Glenn's appears indestructible - some other people have had issues though


----------



## 4085 (Nov 23, 2012)

I would have thought that the best persons to answer this would be those who have had issues, not those who have not. I owned them in the early days and was concerned at the build quality and use of plastic. That would still be a concern for me.


----------



## aaronb (Nov 16, 2012)

Yes, the burrs seem to slacken or loosen over time and require tightening up with an allen key, which is really annoying.

I really wouldn't buy one for espresso, and I own one.

It's OK at what it does, but for the price you can do better.


----------



## aaronb (Nov 16, 2012)

Also if it is an older one it may need the shims to stop the levers moving on their own (never been an issue on my 2012 model though).

Glenn had some spares a while ago if you do need some.


----------



## The Systemic Kid (Nov 23, 2012)

My Vario blew its power board inside a year from new. Took it apart to fit a new one - lot of plastic in there - cogs too. Did not convince me they are built to last years and years.


----------



## DavecUK (Aug 6, 2013)

I personally think the whole grinder is a bit ill conceived and you would do better with other grinders.


----------



## pebster (Jul 14, 2014)

Thanks for comments. I'll wait for Glenn to comment as he appears to be the guru? ?

I figure if I pay a fair price ill look to sell it on in 6 to 9 months and move on to a mazzer etc. So my question is really in the context of will it be up to the job of a domestic girder after 3 years domestic use.


----------



## Mrboots2u (May 10, 2013)

pebster said:


> Thanks for comments. I'll wait for Glenn to comment as he appears to be the guru? 
> 
> I figure if I pay a fair price ill look to sell it on in 6 to 9 months and move on to a mazzer etc. So my question is really in the context of will it be up to the job of a domestic girder after 3 years domestic use.


why not just get a mazzer now save the pain.......


----------



## aaronb (Nov 16, 2012)

What machine are you pairing it with and what price is being asked?

The positives are really minimal retention, small footprint and easy to clean.

The grind quality just isn't there though.

I regret the purchase, and in hindsight would have spent the money on something much better second hand.


----------



## Glenn (Jun 14, 2008)

I have several (at present) and have found them very reliable

They are easy to service (change burrs, belts, pulley etc)
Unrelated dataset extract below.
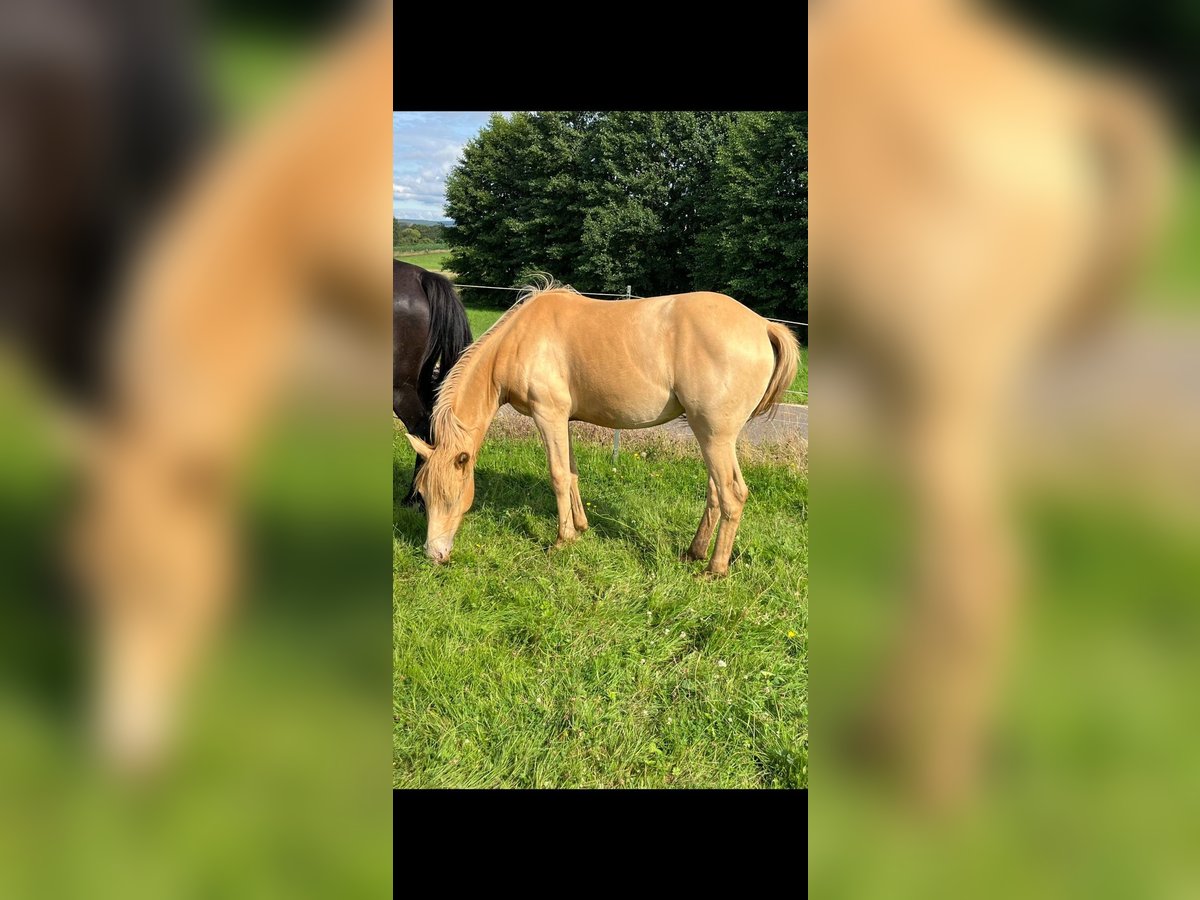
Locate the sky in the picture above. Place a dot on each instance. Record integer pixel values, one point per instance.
(424, 149)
Some of the early models require little shims to stop the levers slipping under load but the recent models have not had that issue

Mine have never missed a beat

I have used both the ceramic burrs (best for espresso) and the stainless burrs (for brewed coffee)
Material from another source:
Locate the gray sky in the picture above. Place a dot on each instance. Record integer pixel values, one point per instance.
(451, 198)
They can be micro-adjusted easily and I find they grind fine enough to choke a machine

Parts are cheap and readily available

I've never found them plasticky, but you do need to ensure the hopper is removed with care when cleaning

They take only 5 minutes to completely disassemble for a deep clean


----------



## pebster (Jul 14, 2014)

Expobar leva hx

Vario £175 (3 years old)

I do like the direct nature of it as I see the next 6 months as being a learning process with different beans once I get the basics right.


----------



## Glenn (Jun 14, 2008)

The best tip I can give you is to keep the burrs clean

The bottom burr comes out easily for a full deep clean as well.


----------



## pebster (Jul 14, 2014)

Thanks for the input. Hopefully the machine is still aviable and will have it this weekend. Will feedback anything pick up.


----------



## pebster (Jul 14, 2014)

Quick follow up on this thread.

I went ahead with the purchase and I have to say absolutely no regrets. As a beginner I find the Vario really takes a lot of the finicky side out of grinding. Once you have it dialled in and set the timer for x grams, it dishes it our pretty accurately. The time to make a coffee in the morning has reduced significantly as I was spending quite a bit of time getting weight right (not to mention the mess and time to cleanup afterwards). Also allows me to concentrate on the rest of the process and not be consumed by grinding. This may sound silly to the experienced who have forgotten the early days but for me it really has helped. I am sure that as I get more familiar with the tamp / brew process which is coming along each day it will become second nature and can then move back to the grind process and look to possibly change the grinder but for now and pretty sure for quite a while the Vario is just what I need.

Summary - for a beginner

Pros

Accurately timed dosage

Minimal retention

Ease of adjustment (grind and time)

Easy access for basic maintenance and cleaning

Cons

None that I know of (this coming from a person that only used an old tired Obel Junior that needs some serious tlc)


----------



## Scotford (Apr 24, 2014)

I used one for quite some time and loved it. Yes, the burrs needed tightening from time to time, yes it was crap for anything coarser than filter, yes it was slow and noisy but it sure did espresso well for such a tiny little lad that only cost us £120.

I'd go for something a bit meatier next time though.


----------



## Steve7 (Dec 19, 2014)

I'll have one for 120 quid!


----------



## Scotford (Apr 24, 2014)

Steve7 said:


> I'll have one for 120 quid!


Get yourself connected


----------



## Steve7 (Dec 19, 2014)

I know the stereo MC 's

(you may be too young for that joke)


----------



## Daren (Jan 16, 2012)

Steve7 said:


> I know the stereo MC 's
> 
> (you may be too young for that joke)


The writings on the wall...


----------